The statements made in those tips are only partially correct and in my opinion should not be taken too seriously.

Correct is:

  • if a figure is larger than a full page then LaTeX changes the size of the figure to be \textheight (or rather make it appear so to the algorithm, the actual size is not changed) and gives a warning about this. So it will not prevent the float from fitting on a float page.

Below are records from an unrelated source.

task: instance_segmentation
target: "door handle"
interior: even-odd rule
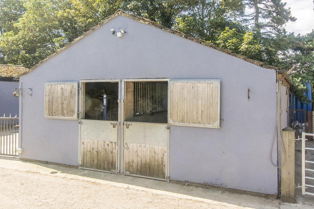
[[[123,123],[123,124],[125,126],[125,127],[127,128],[128,128],[130,126],[132,125],[132,123],[127,123],[125,122]]]
[[[112,125],[112,128],[116,128],[116,126],[118,125],[118,123],[111,123],[110,124]]]

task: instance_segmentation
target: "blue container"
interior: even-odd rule
[[[308,90],[303,94],[310,100],[312,100],[312,86],[309,82],[306,83],[306,87]],[[292,92],[291,95],[292,97],[292,102],[290,104],[290,109],[305,110],[306,111],[312,111],[312,102],[305,103],[301,102],[300,100],[295,96]]]

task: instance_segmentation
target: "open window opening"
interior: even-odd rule
[[[83,86],[83,119],[117,121],[118,83],[89,82]]]
[[[167,81],[127,81],[126,87],[126,121],[167,123]]]

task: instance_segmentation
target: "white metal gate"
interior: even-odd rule
[[[0,118],[0,154],[18,156],[19,118]]]
[[[309,187],[314,188],[314,185],[309,184],[311,183],[306,184],[305,180],[306,180],[310,182],[314,182],[314,178],[310,176],[306,176],[306,171],[309,171],[314,172],[314,169],[310,168],[306,168],[305,164],[314,164],[314,161],[306,160],[305,159],[305,150],[308,150],[310,151],[314,152],[314,148],[306,147],[305,146],[305,136],[314,136],[314,134],[309,133],[302,132],[302,194],[310,195],[314,196],[314,193],[306,191],[306,189]],[[313,152],[314,153],[314,152]],[[311,183],[313,184],[313,183]]]

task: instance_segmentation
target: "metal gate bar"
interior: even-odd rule
[[[19,118],[0,118],[0,154],[18,156]]]
[[[314,170],[313,169],[305,168],[306,163],[314,164],[314,161],[306,160],[305,159],[305,150],[307,149],[310,150],[314,150],[314,148],[305,147],[305,141],[307,140],[305,139],[306,136],[314,136],[314,133],[309,133],[304,132],[302,132],[302,194],[304,195],[309,195],[314,196],[314,193],[309,192],[305,191],[305,189],[308,188],[306,187],[314,188],[314,185],[310,184],[305,184],[306,179],[314,180],[314,178],[305,176],[305,171],[307,170],[314,171]]]
[[[134,85],[134,116],[167,111],[166,83],[138,81]]]

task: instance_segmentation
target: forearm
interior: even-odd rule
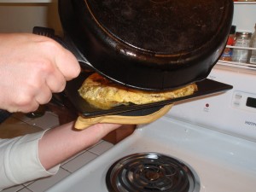
[[[38,143],[38,155],[48,170],[81,150],[96,143],[119,125],[97,124],[85,130],[73,129],[74,122],[49,130]]]

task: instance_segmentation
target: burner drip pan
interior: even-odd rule
[[[161,154],[134,154],[116,161],[106,176],[111,192],[198,192],[196,172],[184,162]]]

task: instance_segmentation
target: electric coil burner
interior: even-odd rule
[[[111,192],[198,192],[196,172],[179,160],[161,154],[134,154],[117,160],[106,176]]]

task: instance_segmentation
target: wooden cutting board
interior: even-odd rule
[[[13,138],[40,131],[42,131],[40,127],[23,123],[10,117],[0,124],[0,138]]]

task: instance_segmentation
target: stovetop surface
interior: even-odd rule
[[[255,191],[256,143],[170,117],[143,125],[48,191],[108,191],[105,177],[119,159],[160,153],[182,160],[197,172],[201,192]]]

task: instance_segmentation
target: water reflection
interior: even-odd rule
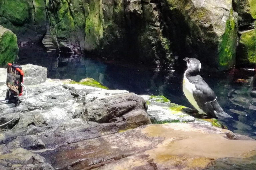
[[[174,103],[192,107],[182,90],[185,63],[164,69],[152,68],[143,63],[93,59],[87,55],[48,52],[43,45],[21,48],[19,63],[46,67],[49,78],[79,81],[91,77],[110,89],[126,90],[139,94],[163,95]],[[200,74],[216,93],[224,111],[233,117],[223,120],[223,124],[235,132],[256,138],[255,74],[253,71],[238,70],[219,73],[202,70]]]

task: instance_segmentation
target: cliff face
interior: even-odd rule
[[[0,66],[14,61],[18,51],[16,35],[0,26]]]
[[[189,55],[230,68],[235,61],[237,14],[231,1],[204,2],[49,0],[46,6],[60,48],[115,51],[150,62]]]
[[[3,0],[0,24],[19,42],[41,42],[47,15],[63,52],[155,63],[196,57],[226,69],[237,60],[238,23],[250,25],[256,18],[255,1]]]
[[[46,24],[44,0],[0,1],[0,25],[16,34],[19,43],[41,42]]]

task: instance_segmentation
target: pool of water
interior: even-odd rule
[[[48,77],[79,81],[91,77],[110,89],[126,90],[138,94],[163,95],[173,103],[192,107],[182,90],[185,63],[175,67],[145,65],[122,61],[107,60],[102,57],[57,54],[43,45],[21,47],[18,63],[42,65]],[[233,69],[214,73],[202,70],[200,74],[215,92],[223,110],[233,117],[221,121],[229,129],[256,139],[255,72]]]

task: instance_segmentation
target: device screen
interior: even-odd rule
[[[20,72],[8,65],[7,67],[7,77],[6,85],[8,87],[17,95],[21,95],[22,89],[21,83],[22,83],[23,76],[21,75]]]

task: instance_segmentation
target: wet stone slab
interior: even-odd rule
[[[148,125],[39,154],[57,169],[202,169],[218,159],[256,154],[256,141],[231,135],[198,123]]]

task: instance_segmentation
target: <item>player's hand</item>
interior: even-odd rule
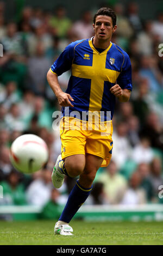
[[[62,92],[59,94],[57,97],[58,102],[60,105],[62,107],[73,107],[73,106],[71,104],[69,100],[73,101],[73,99],[71,96],[68,93],[64,93]]]
[[[123,95],[123,90],[118,84],[112,86],[110,90],[116,97]]]

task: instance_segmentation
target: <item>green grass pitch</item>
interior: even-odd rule
[[[0,221],[0,245],[163,245],[163,222],[73,221],[74,236],[55,235],[55,221]]]

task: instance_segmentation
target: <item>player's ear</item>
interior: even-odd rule
[[[115,26],[113,27],[113,28],[112,28],[112,32],[113,32],[113,33],[114,33],[114,32],[116,31],[116,29],[117,29],[117,25],[115,25]]]

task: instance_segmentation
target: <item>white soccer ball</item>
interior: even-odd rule
[[[26,134],[17,138],[12,143],[10,158],[17,170],[32,173],[41,169],[47,162],[48,148],[40,137]]]

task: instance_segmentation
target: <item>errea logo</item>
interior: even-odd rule
[[[85,53],[84,56],[84,59],[90,59],[90,58],[89,58],[90,57],[89,54]]]

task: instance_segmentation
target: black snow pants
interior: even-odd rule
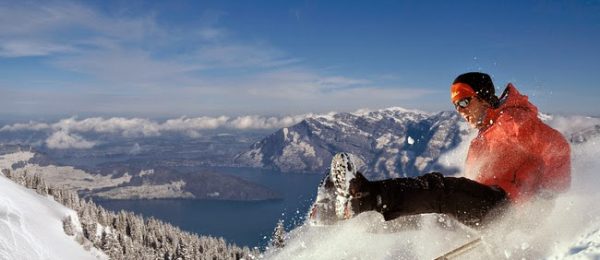
[[[467,178],[444,177],[433,172],[416,178],[396,178],[369,182],[370,205],[353,201],[358,208],[376,210],[385,220],[423,213],[444,213],[474,226],[490,213],[508,204],[506,192]]]

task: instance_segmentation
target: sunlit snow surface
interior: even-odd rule
[[[1,157],[0,165],[28,157],[27,152]],[[0,175],[0,259],[105,259],[96,250],[85,251],[64,233],[62,218],[68,215],[77,219],[73,210]]]
[[[582,117],[545,120],[566,136],[600,123]],[[459,145],[445,160],[463,162],[467,146]],[[571,189],[553,205],[523,205],[481,230],[435,214],[384,222],[378,213],[367,212],[332,226],[302,225],[287,234],[284,248],[268,249],[264,257],[434,259],[481,237],[480,246],[458,259],[600,259],[599,135],[572,145],[572,165]]]

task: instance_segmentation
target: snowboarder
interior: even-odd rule
[[[489,75],[465,73],[452,83],[451,101],[479,131],[469,147],[467,178],[432,172],[369,181],[357,172],[353,155],[339,153],[319,187],[310,219],[327,224],[374,210],[385,220],[444,213],[475,226],[506,206],[568,189],[569,144],[538,118],[537,108],[512,84],[498,98]]]

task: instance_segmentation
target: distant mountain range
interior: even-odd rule
[[[374,179],[434,170],[452,174],[456,169],[444,169],[437,160],[468,135],[459,122],[455,112],[403,108],[316,116],[276,131],[234,161],[284,172],[323,172],[333,155],[344,151],[356,155]]]

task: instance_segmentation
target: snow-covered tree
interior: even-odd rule
[[[63,230],[65,231],[65,234],[69,236],[75,235],[75,231],[73,228],[73,220],[71,219],[71,216],[63,218]]]
[[[276,248],[282,248],[285,246],[285,227],[282,219],[280,219],[277,222],[277,226],[275,226],[273,237],[271,238],[271,246]]]

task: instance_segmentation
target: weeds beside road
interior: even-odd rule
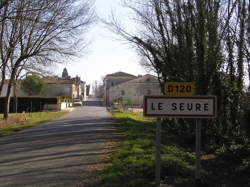
[[[141,113],[127,111],[113,112],[113,116],[118,120],[117,128],[123,136],[97,186],[154,186],[155,120],[146,119]],[[180,138],[163,128],[162,184],[172,187],[195,186],[195,155],[187,151],[190,147],[178,144]],[[247,150],[235,148],[232,152],[203,152],[201,164],[204,187],[250,185],[250,157]]]
[[[9,119],[2,120],[0,114],[0,136],[14,134],[17,131],[57,119],[68,112],[34,112],[34,113],[19,113],[11,114]]]

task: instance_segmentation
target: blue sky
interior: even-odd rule
[[[126,10],[120,5],[121,0],[96,0],[96,13],[99,17],[108,19],[111,11],[119,16],[122,22],[127,16]],[[131,27],[131,23],[126,26]],[[129,28],[128,28],[129,29]],[[124,42],[118,41],[116,36],[108,31],[100,22],[96,23],[87,34],[92,42],[87,53],[67,64],[59,65],[56,74],[61,76],[64,67],[71,76],[80,76],[87,84],[93,84],[95,80],[117,71],[124,71],[134,75],[146,74],[139,65],[140,58],[134,49]]]

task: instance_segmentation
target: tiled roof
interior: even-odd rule
[[[136,76],[122,72],[122,71],[118,71],[118,72],[106,75],[106,77],[111,77],[111,76],[112,77],[135,77],[136,78]]]

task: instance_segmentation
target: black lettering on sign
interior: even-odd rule
[[[196,103],[196,106],[195,106],[196,108],[195,108],[195,110],[196,111],[201,111],[201,104],[200,103]]]
[[[172,85],[168,85],[168,92],[173,92],[174,91],[174,87]]]
[[[204,104],[204,111],[208,111],[208,103]]]
[[[187,85],[186,86],[186,92],[190,93],[192,90],[192,87],[190,85]]]
[[[158,110],[163,110],[162,105],[163,105],[163,103],[158,103]]]
[[[184,86],[184,85],[181,85],[180,87],[181,87],[180,93],[184,93],[184,92],[185,92],[185,86]]]
[[[156,108],[154,107],[154,103],[151,103],[151,110],[156,110]]]
[[[180,103],[180,110],[184,110],[184,103]]]
[[[188,103],[187,104],[187,109],[190,111],[193,109],[193,103]]]
[[[176,106],[176,103],[172,103],[172,110],[177,110],[177,106]]]

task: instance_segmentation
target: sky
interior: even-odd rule
[[[95,0],[96,14],[103,19],[108,19],[113,10],[119,19],[128,27],[133,27],[124,19],[127,12],[121,6],[121,0]],[[101,78],[107,74],[123,71],[133,75],[144,75],[146,71],[139,65],[140,57],[128,44],[117,40],[111,31],[97,22],[89,29],[86,35],[91,40],[87,52],[80,58],[76,58],[66,64],[58,65],[56,74],[61,76],[63,68],[67,68],[71,77],[76,75],[87,84],[94,81],[101,82]]]

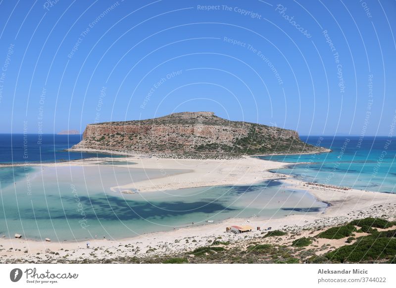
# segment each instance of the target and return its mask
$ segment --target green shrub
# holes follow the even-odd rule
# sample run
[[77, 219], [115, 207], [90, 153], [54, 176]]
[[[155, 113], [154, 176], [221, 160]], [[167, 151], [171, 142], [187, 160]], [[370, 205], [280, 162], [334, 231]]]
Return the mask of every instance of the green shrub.
[[349, 225], [354, 225], [362, 228], [364, 227], [366, 230], [367, 227], [375, 227], [376, 228], [386, 229], [392, 227], [396, 225], [395, 221], [388, 221], [381, 218], [374, 218], [373, 217], [367, 217], [362, 219], [357, 219], [351, 221]]
[[350, 236], [352, 232], [356, 231], [356, 228], [352, 225], [346, 225], [338, 227], [332, 227], [318, 234], [318, 238], [326, 239], [341, 239], [344, 237]]
[[356, 239], [354, 237], [348, 237], [348, 239], [346, 239], [346, 243], [352, 243], [352, 241]]
[[292, 243], [292, 246], [294, 247], [305, 247], [312, 243], [312, 240], [309, 238], [302, 237], [296, 239]]
[[273, 250], [273, 248], [271, 244], [259, 244], [253, 246], [250, 246], [248, 247], [247, 250], [248, 252], [269, 253]]
[[266, 238], [267, 237], [272, 237], [274, 236], [283, 236], [286, 235], [286, 232], [281, 231], [280, 230], [274, 230], [273, 231], [270, 231], [265, 235], [264, 236], [263, 238]]
[[162, 261], [163, 264], [183, 264], [189, 263], [189, 260], [186, 258], [171, 258]]
[[340, 247], [325, 256], [332, 261], [341, 263], [394, 258], [396, 255], [396, 239], [379, 237], [380, 234], [360, 237], [351, 245]]
[[230, 242], [228, 241], [217, 241], [214, 240], [212, 243], [212, 245], [229, 245], [230, 244]]
[[212, 253], [213, 252], [221, 252], [224, 251], [225, 249], [222, 247], [200, 247], [197, 248], [190, 254], [194, 254], [196, 256], [202, 256], [205, 255], [205, 253], [209, 254]]

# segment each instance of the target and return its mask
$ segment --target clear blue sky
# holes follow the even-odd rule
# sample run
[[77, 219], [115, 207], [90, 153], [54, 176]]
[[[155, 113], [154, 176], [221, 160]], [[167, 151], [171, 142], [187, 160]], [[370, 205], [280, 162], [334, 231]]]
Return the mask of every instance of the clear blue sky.
[[395, 16], [394, 0], [2, 0], [0, 133], [212, 111], [387, 135]]

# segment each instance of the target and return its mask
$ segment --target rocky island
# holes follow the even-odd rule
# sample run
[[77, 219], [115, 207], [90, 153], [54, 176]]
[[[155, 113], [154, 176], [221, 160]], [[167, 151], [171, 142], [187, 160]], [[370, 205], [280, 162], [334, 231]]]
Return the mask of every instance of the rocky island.
[[297, 132], [233, 121], [212, 112], [185, 112], [142, 120], [89, 124], [74, 150], [111, 150], [172, 158], [325, 152]]

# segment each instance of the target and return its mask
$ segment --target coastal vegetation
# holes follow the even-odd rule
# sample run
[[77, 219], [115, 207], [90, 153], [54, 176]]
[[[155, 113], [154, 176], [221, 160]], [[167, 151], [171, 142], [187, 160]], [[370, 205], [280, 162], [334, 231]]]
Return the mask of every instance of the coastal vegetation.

  • if floatpagefraction is larger than \topfraction then indeed a single float that has size between the two values can't be placed neither in the top area nor will it fit onto a float page without another float coming along (or a \clearpage). So in documents that have very few floats it might pose an issue. On the other hand, for many document scenarios such a setting can be quite sensible to avoid half empty float pages, especially in cases where the typical float sizes are small.

  • setting \topfraction to something larger than 1 (as suggested in the title of the question) does not make sense. In fact it doesn't even make sense to put it larger than (1-\textpagefraction). Otherwise you have inconsistent settings and that may potentially result in strange reactions from the algorithm.

A general comment here is that there aren't settings that can work well in all scenarios. The default settings used in the standard LaTeX classes (article, report, book) is trying to get the floats out reasonably fast at the cost of allowing half-empty float pages. For good layout that is rather loose, so adjusting it is often called for. In a final document one then may have to overwrite those setting on individual floats by using !-notation so that a float can move into a certain area even if the settings normally would prevent it.

As David said: a more extensive explanation on how the algorithm works is given in How to influence the position of float environments like figure and table in LaTeX?